Cooking with extremely high heats tends to be detrimental to nutrients, compounds, and byproducts within most foods (and I think that God sends us a telling omen by making burnt food generally taste bad/chalky). Extremely high heat cooking has (most notably) shown to be carcinogenic with meats, mostly due to the formations of two groups of chemicals: heterocyclic amines (HCA's) and polycyclic aromatic hydrocarbons (PAH's). Now, there are ways to reduce the formation of these chemicals even if you cook your meats in high heats: various studies have shown that marinating your muscle meats in combinations of olive oil, rosemary, lemon, and garlic can reduce the formations of HCA's and PAH's anywhere from 20% to 90%, but I digress from my initial point about olive oil oxidation during cooking....
 

SebastianReal

Pigeon
Catholic
There was a noted 2018 Australian study that put this fear of cooking-induced olive oil oxidation to the test, by heating up olive oil (along with various other cooking oils like sunflower, canola, grape-seed, avocado, etc.) to 464 degrees Fahrenheit and then leaving them at 356 degrees Fahrenheit for six hours.
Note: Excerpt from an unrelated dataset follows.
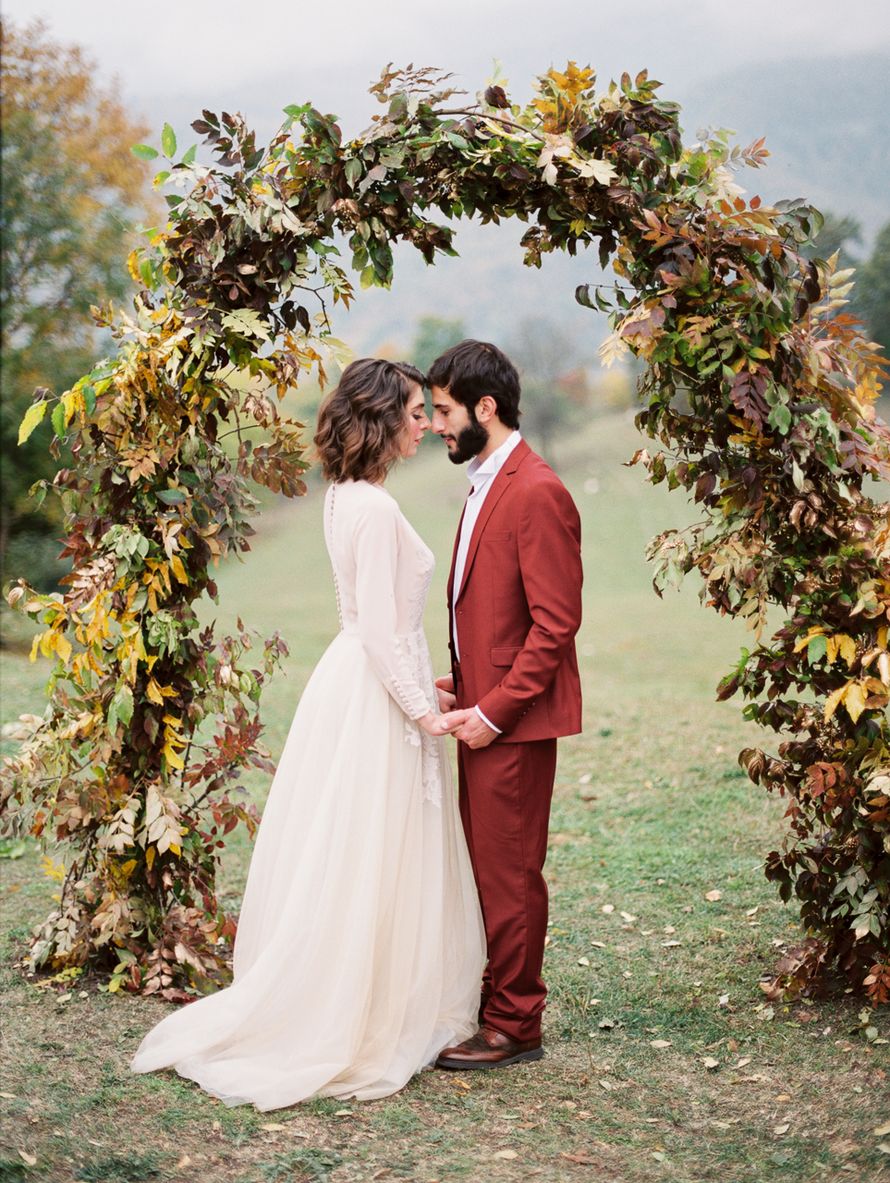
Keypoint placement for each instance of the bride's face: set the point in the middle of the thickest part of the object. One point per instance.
(417, 422)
Extra virgin olive oil yielded the low levels of polar compounds and inflammatory oxidative by-products (even outperforming avocado oil), in contrast to the high levels of inflammatory by-products that were generated for oils like canola, sunflower, and other seed oils. Olive oil's remarkable performance seemed to be due its healthy fatty acid profile (relatively low in inflammatory omega-6 fatty acids and high in omega-9 fatty acids), along with its high phenol and antioxidant content (which is yet another reason to purchase high polyphenol oil, like I referenced in my last post).

Coconut and avocado oil performed the second and thirst best in the study (respectively), so feel free to use those if you have some personal vendetta against olives. One particular benefit of coconut oil is that it seems to be less prone to oxidation at room temperature during storage (which helps if you tend to buy jars in bulk).

As an ending note, I know that we shouldn't treat one study as gospel, but this study's parameters, controls, and testing metrics were well-defined and well-devised, so I think its findings shed much better light on this issue than any of the untested rumors that have widely circulated amongst health forums about the dangers of cooking with olive oil.